はじめまして。

bewise.jpやまうちと申します。
ソフトウエア関連の仕事をしていた機械メーカーを退職し、現在はIT研修のアシスタント講師などをさせていただいています。

今回、仕事の幅を少しでも広げるべく、そしてソフトウエア開発に関連する知識を再確認するということも目的として、プログラムを作りながら学んだこと、考えたことなどを書いていきたいと思います。

はじめに

今回の企画は、先に書いたようにプログラムを書くことを通してプログラミングをしていくうえで学んだこと、考えたことを書いていくことで自分の中でプログラミングに関する知識を整理することを目的としています。
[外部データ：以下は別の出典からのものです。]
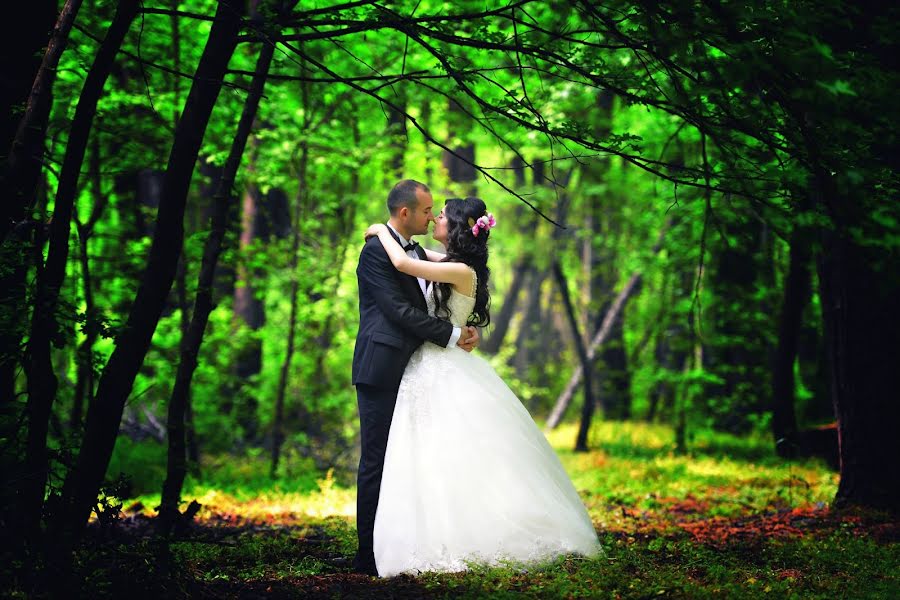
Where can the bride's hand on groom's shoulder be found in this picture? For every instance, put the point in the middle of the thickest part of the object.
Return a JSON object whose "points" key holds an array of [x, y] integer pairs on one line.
{"points": [[468, 340], [374, 229]]}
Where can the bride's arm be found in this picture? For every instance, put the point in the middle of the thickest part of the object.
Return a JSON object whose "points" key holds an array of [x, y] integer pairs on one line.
{"points": [[434, 256], [457, 274]]}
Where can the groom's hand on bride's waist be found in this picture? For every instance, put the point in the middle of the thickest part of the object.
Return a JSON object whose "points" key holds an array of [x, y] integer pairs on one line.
{"points": [[468, 340]]}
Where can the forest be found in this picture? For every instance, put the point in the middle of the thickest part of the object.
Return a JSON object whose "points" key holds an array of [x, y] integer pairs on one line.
{"points": [[694, 282]]}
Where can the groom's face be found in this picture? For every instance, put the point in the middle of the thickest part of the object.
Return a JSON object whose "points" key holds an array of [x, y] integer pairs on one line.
{"points": [[419, 218]]}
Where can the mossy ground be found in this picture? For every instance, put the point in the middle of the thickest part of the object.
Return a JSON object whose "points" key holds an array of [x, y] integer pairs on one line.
{"points": [[727, 520]]}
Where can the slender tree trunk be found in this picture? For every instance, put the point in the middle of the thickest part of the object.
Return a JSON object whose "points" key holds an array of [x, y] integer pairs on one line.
{"points": [[25, 155], [562, 403], [796, 295], [84, 382], [862, 335], [587, 410], [42, 382], [20, 63], [278, 420], [203, 304], [83, 481], [500, 325]]}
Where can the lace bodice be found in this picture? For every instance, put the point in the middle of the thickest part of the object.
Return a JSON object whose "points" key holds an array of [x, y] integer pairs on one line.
{"points": [[459, 304]]}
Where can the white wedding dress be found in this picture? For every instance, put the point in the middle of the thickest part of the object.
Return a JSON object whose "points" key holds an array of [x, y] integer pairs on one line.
{"points": [[468, 476]]}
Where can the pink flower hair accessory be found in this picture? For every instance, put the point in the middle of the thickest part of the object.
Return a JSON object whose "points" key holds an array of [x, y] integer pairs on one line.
{"points": [[486, 221]]}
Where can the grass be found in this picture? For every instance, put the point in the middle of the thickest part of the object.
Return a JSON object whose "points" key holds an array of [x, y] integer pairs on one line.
{"points": [[728, 520]]}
そのため、ある程度の規模のプログラムを作成することを目標にプログラムを少し書いてはそれに関連する項目を書いていくといった形式で進めていこうと考えています。

ということで、何を作ろうかという検討です。

まず、ゲームはやりません。プログラマーの仕事としてゲームは魅力的ですが、ゲームの本質はプログラム自体ではなくルールなどのゲームシステムにあり、ゲームの魅力はキャラクターグラフィクスなどの要素に深く依存していることを考えるとプログラミングだけでゲームを作っていくのは面白くなさそうというのがその理由です。
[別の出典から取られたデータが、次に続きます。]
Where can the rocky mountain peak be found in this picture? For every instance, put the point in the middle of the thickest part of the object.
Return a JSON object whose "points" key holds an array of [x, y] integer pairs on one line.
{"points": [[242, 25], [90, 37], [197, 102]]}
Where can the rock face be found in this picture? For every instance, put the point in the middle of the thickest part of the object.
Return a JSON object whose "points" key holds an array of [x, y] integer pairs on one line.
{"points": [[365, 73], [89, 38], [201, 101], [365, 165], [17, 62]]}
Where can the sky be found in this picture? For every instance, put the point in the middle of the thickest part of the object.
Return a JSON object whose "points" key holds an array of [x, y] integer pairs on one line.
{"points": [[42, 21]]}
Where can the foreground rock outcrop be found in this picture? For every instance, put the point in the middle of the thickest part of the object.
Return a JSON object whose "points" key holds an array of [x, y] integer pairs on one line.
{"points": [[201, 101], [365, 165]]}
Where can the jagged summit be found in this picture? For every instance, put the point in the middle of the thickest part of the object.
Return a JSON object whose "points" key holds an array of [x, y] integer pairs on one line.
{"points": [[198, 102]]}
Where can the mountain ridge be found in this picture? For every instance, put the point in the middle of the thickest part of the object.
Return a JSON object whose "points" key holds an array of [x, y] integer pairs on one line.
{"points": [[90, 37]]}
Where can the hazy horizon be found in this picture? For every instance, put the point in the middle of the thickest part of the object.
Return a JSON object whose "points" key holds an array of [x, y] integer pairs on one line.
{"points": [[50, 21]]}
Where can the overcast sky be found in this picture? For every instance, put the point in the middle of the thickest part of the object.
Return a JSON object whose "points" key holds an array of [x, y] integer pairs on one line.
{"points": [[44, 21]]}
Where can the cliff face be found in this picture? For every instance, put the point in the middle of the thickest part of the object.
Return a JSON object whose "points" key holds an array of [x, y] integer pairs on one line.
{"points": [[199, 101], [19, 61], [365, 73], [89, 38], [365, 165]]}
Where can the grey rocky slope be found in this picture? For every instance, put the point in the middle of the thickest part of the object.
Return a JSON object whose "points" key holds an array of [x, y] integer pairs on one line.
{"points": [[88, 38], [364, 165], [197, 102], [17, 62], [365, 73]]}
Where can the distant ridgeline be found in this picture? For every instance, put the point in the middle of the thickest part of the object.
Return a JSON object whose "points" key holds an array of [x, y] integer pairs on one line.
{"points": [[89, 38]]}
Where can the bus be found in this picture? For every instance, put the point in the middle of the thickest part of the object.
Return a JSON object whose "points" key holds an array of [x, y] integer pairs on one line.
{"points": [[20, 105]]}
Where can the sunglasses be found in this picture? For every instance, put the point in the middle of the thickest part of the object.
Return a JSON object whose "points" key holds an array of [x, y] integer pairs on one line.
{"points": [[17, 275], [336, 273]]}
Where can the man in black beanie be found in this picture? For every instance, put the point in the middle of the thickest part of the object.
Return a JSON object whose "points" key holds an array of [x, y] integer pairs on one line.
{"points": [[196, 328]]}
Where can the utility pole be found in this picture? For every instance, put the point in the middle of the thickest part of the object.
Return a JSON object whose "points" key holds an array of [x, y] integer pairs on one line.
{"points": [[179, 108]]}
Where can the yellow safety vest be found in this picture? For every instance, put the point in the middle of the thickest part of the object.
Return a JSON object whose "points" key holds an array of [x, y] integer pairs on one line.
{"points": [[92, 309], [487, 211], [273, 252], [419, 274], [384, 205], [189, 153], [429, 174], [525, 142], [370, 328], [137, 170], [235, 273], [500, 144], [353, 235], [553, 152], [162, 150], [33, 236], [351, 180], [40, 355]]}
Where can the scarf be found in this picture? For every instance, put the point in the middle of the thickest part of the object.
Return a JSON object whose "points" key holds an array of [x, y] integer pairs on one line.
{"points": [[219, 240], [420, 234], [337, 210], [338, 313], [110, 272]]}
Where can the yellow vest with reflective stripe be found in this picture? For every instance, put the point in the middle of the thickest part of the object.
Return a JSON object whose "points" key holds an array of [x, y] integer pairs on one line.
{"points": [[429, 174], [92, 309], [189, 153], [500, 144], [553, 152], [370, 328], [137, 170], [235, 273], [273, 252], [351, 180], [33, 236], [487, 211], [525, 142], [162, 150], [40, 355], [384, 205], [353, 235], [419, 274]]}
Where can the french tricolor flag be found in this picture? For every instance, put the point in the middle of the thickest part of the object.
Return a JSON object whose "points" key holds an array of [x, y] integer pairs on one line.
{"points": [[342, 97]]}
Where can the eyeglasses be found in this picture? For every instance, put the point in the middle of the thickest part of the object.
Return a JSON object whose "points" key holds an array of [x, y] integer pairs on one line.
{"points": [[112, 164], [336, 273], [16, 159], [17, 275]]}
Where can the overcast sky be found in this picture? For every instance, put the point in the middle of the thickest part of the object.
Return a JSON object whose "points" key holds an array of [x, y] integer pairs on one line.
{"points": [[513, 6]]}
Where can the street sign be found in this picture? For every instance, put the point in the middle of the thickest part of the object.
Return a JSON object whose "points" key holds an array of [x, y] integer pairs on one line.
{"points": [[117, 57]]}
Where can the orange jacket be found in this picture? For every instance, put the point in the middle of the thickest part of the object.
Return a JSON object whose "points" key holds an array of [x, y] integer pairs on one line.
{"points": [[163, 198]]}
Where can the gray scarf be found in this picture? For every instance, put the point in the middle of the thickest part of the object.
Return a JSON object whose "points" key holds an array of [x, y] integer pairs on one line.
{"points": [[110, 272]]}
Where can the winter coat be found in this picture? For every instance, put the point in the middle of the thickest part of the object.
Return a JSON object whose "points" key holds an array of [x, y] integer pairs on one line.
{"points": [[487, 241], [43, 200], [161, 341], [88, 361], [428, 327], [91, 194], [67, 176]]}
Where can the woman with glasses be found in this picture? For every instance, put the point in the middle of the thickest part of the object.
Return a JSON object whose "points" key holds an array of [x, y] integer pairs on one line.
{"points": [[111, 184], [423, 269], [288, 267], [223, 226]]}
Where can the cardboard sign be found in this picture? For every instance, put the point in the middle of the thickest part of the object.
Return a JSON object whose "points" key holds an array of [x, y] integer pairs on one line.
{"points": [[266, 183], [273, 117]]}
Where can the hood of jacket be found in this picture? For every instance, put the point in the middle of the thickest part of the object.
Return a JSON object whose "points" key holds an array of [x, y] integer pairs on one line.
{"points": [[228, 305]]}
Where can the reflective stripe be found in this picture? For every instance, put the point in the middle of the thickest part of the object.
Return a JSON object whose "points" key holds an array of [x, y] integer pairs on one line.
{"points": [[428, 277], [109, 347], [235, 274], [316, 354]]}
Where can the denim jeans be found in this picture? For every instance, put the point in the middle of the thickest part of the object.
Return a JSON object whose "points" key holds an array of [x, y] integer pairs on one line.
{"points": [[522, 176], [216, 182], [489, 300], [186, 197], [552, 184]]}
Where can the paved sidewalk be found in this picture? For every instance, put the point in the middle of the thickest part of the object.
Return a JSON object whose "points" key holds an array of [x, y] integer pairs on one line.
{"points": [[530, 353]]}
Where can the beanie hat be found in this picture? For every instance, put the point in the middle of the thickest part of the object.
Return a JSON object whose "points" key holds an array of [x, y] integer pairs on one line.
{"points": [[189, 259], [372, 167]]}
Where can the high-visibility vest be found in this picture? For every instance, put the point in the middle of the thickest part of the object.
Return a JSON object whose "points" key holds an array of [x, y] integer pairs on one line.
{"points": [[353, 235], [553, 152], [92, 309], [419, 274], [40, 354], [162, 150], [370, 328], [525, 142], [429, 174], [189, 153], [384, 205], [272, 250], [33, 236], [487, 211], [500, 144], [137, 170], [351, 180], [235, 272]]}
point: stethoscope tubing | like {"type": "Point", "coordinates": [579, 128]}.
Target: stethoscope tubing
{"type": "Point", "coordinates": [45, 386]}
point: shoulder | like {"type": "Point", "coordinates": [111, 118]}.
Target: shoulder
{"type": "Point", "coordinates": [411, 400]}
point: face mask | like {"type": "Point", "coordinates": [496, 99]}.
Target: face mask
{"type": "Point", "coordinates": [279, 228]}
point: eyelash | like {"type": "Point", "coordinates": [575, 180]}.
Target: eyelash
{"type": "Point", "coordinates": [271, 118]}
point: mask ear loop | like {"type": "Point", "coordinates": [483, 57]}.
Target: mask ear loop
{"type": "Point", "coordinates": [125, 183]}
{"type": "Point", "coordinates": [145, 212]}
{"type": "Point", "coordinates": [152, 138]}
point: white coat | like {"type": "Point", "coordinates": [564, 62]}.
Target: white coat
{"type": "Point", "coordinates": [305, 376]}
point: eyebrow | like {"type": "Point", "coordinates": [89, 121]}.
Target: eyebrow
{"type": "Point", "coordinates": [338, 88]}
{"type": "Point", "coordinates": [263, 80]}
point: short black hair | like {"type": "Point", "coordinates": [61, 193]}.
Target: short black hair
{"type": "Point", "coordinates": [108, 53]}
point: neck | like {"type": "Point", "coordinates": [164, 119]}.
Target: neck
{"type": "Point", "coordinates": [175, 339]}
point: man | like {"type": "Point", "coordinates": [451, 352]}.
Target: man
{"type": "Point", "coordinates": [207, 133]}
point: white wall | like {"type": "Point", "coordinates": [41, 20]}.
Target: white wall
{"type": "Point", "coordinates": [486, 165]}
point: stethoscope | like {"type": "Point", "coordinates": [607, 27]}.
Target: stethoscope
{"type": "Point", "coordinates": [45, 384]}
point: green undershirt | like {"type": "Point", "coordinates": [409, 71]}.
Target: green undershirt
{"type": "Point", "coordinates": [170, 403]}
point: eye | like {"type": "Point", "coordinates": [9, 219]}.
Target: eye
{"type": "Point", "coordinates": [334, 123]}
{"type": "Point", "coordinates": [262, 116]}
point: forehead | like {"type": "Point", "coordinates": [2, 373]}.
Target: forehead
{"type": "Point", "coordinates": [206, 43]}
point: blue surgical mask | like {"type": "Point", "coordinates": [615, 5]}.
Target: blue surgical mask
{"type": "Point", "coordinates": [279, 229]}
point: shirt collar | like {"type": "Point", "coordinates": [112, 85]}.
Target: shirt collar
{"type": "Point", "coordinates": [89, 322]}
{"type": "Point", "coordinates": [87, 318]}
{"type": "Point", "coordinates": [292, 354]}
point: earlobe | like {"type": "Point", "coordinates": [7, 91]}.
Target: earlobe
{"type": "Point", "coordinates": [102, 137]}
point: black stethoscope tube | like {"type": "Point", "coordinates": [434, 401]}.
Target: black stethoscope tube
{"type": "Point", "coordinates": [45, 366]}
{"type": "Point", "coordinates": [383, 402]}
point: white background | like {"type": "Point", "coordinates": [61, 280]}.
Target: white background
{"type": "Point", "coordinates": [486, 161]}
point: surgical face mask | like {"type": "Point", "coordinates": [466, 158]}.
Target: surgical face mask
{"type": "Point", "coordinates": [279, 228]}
そしてAIも (たぶん) 扱いません。ニューラルネットワークを作ったところで学習や訓練を行わないとAIとしては機能しませんし、学習済みのニューラルネットワークを使うだけならプログラミングとしてそれほど面白いところもなさそうというのがその理由となります。ただ、なにか面白そうな話題があれば手を出すかもしれません。
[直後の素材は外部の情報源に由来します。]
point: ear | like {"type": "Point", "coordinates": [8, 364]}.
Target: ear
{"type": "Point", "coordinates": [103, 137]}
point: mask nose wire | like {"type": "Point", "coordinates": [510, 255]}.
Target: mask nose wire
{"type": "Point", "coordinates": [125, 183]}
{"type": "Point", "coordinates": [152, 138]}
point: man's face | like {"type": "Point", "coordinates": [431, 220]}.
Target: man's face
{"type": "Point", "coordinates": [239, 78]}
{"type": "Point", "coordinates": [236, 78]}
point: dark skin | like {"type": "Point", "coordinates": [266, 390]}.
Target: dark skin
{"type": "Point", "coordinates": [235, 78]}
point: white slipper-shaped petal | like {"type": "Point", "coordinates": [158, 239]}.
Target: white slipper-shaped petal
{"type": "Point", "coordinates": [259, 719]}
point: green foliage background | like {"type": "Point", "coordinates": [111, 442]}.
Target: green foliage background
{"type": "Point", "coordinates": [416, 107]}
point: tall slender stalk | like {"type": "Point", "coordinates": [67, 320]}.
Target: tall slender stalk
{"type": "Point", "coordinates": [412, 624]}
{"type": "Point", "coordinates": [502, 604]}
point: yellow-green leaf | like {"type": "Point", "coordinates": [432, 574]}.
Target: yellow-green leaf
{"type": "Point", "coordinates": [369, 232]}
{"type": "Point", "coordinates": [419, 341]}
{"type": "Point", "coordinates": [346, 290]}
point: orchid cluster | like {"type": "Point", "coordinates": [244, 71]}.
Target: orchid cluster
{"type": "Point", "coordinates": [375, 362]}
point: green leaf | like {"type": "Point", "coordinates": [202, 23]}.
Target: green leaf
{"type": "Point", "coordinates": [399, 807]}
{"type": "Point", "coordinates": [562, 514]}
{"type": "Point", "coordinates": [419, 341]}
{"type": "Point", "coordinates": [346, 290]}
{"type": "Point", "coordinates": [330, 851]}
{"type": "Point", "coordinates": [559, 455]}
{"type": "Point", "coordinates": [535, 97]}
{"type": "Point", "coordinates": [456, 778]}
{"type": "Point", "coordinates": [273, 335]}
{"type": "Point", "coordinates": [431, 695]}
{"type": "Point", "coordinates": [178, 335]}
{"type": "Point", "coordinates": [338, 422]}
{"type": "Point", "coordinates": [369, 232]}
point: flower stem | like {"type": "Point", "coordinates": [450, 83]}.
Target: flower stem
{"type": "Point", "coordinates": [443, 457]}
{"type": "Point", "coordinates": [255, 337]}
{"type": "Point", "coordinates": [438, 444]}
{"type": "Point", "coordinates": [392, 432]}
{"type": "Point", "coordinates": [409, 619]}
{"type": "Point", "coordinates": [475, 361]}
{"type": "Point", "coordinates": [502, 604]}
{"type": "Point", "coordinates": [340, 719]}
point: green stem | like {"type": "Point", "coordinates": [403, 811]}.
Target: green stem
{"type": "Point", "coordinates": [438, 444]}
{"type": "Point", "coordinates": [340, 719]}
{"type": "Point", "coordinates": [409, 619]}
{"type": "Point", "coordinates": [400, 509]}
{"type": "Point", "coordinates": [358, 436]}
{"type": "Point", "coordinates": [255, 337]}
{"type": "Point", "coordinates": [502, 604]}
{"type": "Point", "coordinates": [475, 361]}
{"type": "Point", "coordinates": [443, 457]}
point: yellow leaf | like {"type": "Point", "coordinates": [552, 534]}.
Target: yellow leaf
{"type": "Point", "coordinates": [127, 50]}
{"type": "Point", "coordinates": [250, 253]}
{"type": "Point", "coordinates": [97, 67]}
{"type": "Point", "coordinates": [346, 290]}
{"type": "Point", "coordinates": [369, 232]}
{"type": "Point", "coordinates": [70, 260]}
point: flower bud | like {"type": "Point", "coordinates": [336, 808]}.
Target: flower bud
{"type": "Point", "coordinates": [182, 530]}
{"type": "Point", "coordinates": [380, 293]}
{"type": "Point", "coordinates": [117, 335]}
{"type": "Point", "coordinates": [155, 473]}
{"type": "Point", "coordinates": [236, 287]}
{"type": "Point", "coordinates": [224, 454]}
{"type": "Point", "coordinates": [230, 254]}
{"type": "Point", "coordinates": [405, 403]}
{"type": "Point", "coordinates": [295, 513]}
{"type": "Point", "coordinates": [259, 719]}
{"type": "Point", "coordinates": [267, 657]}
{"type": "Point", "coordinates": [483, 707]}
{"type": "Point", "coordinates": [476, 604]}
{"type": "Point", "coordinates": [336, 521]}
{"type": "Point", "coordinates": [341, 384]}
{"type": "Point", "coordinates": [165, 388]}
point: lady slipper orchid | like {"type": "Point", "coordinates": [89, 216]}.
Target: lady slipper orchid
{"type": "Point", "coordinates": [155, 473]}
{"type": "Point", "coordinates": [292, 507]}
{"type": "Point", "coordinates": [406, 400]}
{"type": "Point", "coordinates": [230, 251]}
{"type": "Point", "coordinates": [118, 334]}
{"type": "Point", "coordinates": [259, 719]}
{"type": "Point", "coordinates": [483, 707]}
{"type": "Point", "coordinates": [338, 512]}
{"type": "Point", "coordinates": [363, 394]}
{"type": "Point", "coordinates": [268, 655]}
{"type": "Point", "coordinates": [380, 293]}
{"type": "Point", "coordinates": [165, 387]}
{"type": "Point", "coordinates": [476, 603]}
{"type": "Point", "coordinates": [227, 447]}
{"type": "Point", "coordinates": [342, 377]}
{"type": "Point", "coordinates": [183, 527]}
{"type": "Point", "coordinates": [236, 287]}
もう一つ大事なことは自分が使おうと思うようなプログラムにしたいということです。

このプログラムができればこんないいことがあるぞといった要素があれば、実現する目標に向かってやる気も出るだろうというのがその理由です。

ということで、今回はありきたりですが小遣い帳を作ってみようかと思います。

なにを作るか

ということで何を作るか具体的に考えていきます。

まず、最初に小遣い帳でやりたいことをはっきりさせなくてはならないので、やりたいことを書き出していきます。

  • 収入、支出、振替が記録できること。収入、支出を記録することはもちろんですが、キャッシュレスが多くなってきたのでクレジットカードの利用代金支払いや何とかペイへのチャージなど複数の財布を持って、財布の間で資金を移動する必要が増えてきたので、振替も記録する必要があると考えました。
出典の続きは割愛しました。